O que é que queres fazer a seguir?
Quero fazer muito Cinema, sendo que agora estou no Teatro (risos), mas gostava muito de fazer Cinema, queria muito continuar a aprender e a explorar como é que se faz.
Que peça estás a fazer agora, para sabermos onde te podemos ver?
O Teatro Nacional D. Maria II agora tem o programa Odisseia Nacional, são vários espetáculos que vão em digressão pelo país, eu estou a fazer O Misantropo do Molière, no caso é uma adaptação do Hugo van der Ding e do Martim Sousa Tavares, encenado pela Mónica Garnel, com um elenco muito giro, somos oito e vamos começar em março, dia 3, no Olga Cadaval, em Sintra, seguimos para Bragança e depois vamos seguindo para o sul.

Este filme convoca muito a questão da fé, obviamente, há mesmo um momento em que a Bárbara sussura que se colhe o que se semeia. Tens algum tipo de fé, mesmo não religiosa?
Eu fui educada pela religião católica, andei nos escuteiros, fui batizada, fiz a primeira comunhão, tudo isso, mas nunca fui praticante. Tenho a memória da minha avó, à noite, quando nos ia deitar, dizer: "Agora rezamos um Pai Nosso e uma Avé Maria e depois vamos dormir". E quando vim viver para Lisboa, não sei porquê, comecei a pensar: "Se calhar começava a rezar todas as noites." Isto numa de, não sei, de miúda, porque é que meti isto na cabeça? (Por acaso nunca contei isto a ninguém). Então, todas as noites: "Obrigada por isto, por aquilo, por favor ajudem-me naqueloutro." Sim, a fé é muito importante para nos guiar, de alguma forma.
Como olhas para o estado do mundo, o que te preocupa?
Fogo, que medo falar sobre isto! Parecemos estar a ganhar uma [grande] velocidade, é caótico, eu não sei o que é que vem a seguir. Já vivemos uma pandemia e parecia que era um "Parem e abrandem e pensem" e, ao mesmo tempo, não, continuamos e agora estamos a viver uma guerra. Depois de ter ido ao Iraque e a Mossul, depois de ter visto o estado em que aquilo estava, fiquei mesmo chocada, de uma maneira que nem sei organizar. Quando começou esta guerra, fiquei: "Ah, como é possível?" Só espero que não seja um ponto sem retorno. Mas preocupam-me as questões ambientais, de género, isso tudo, a situação da mulher no Irão... Algumas coisas estão a retroceder, se calhar precisam de ser novamente pensadas.
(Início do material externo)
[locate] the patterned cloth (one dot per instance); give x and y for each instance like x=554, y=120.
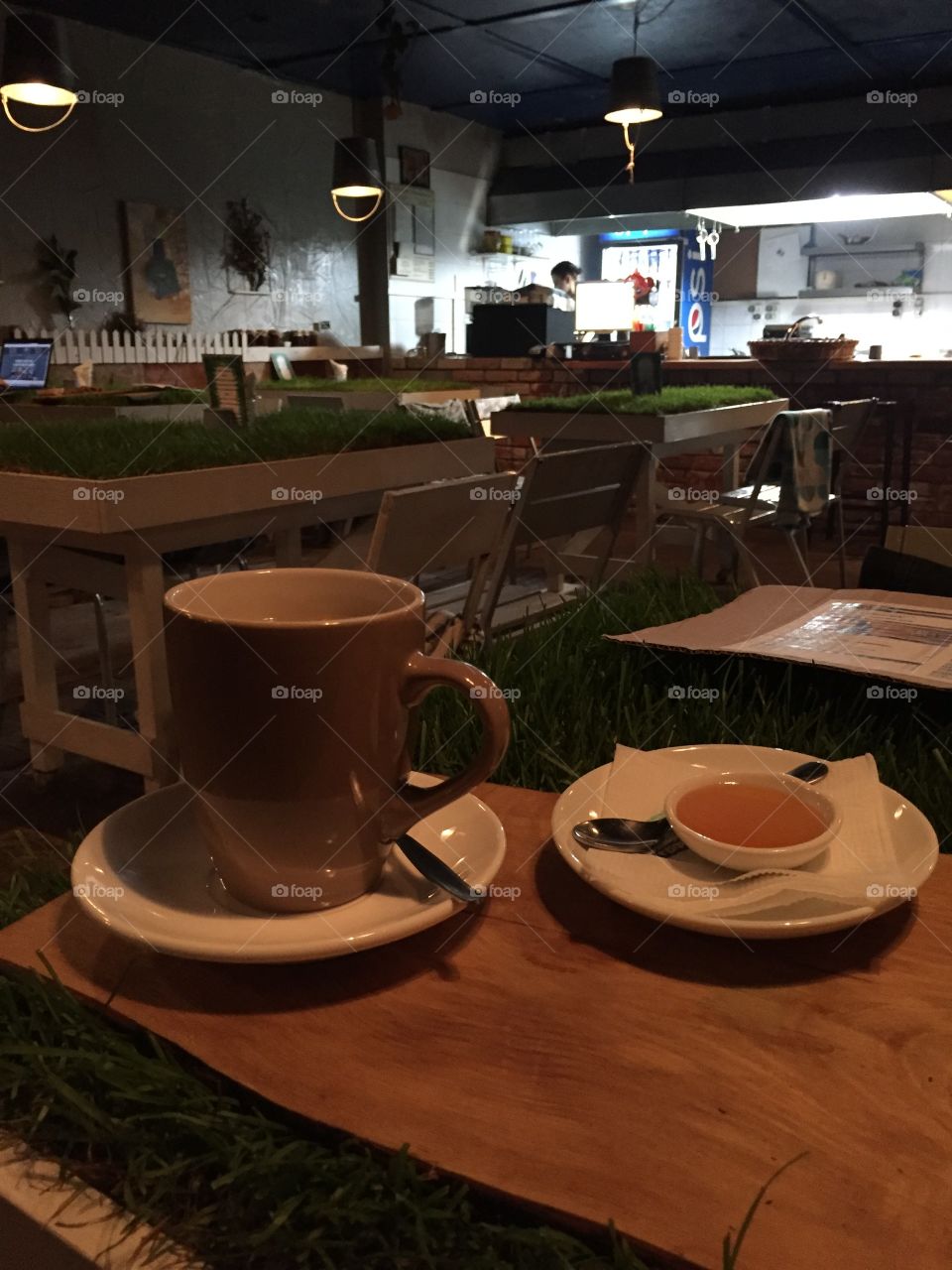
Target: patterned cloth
x=794, y=453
Acreditas que a (tua) arte ajuda?
Quero acreditar que sim. De que forma? Como é que podemos ter uma voz? Sendo que já há bastantes, e incríveis. Sensibilizam-me, de alguma forma, os documentários. Ainda no outro dia vi um que chama Angels of Sinjar, sobre o genocídio yazidi que aconteceu, em 2018, no Iraque (tenho uma amiga, que conheci no Iraque, e que é yazidi). Foi um documentário que me surpreendeu muito e acho que as pessoas terem acesso a este tipo de conteúdos, que não chegam de outras formas ou, pelo menos, com este tipo de linguagem, pode fazer-nos aprender qualquer coisa, espero que sim. E a ficção também. No caso deste filme, espero que as pessoas consigam entrar na ilusão de que estão numa realidade que lhes é distante, mas que, de alguma forma, não digo que a compreendam, mas que a percepcionem de forma diferente.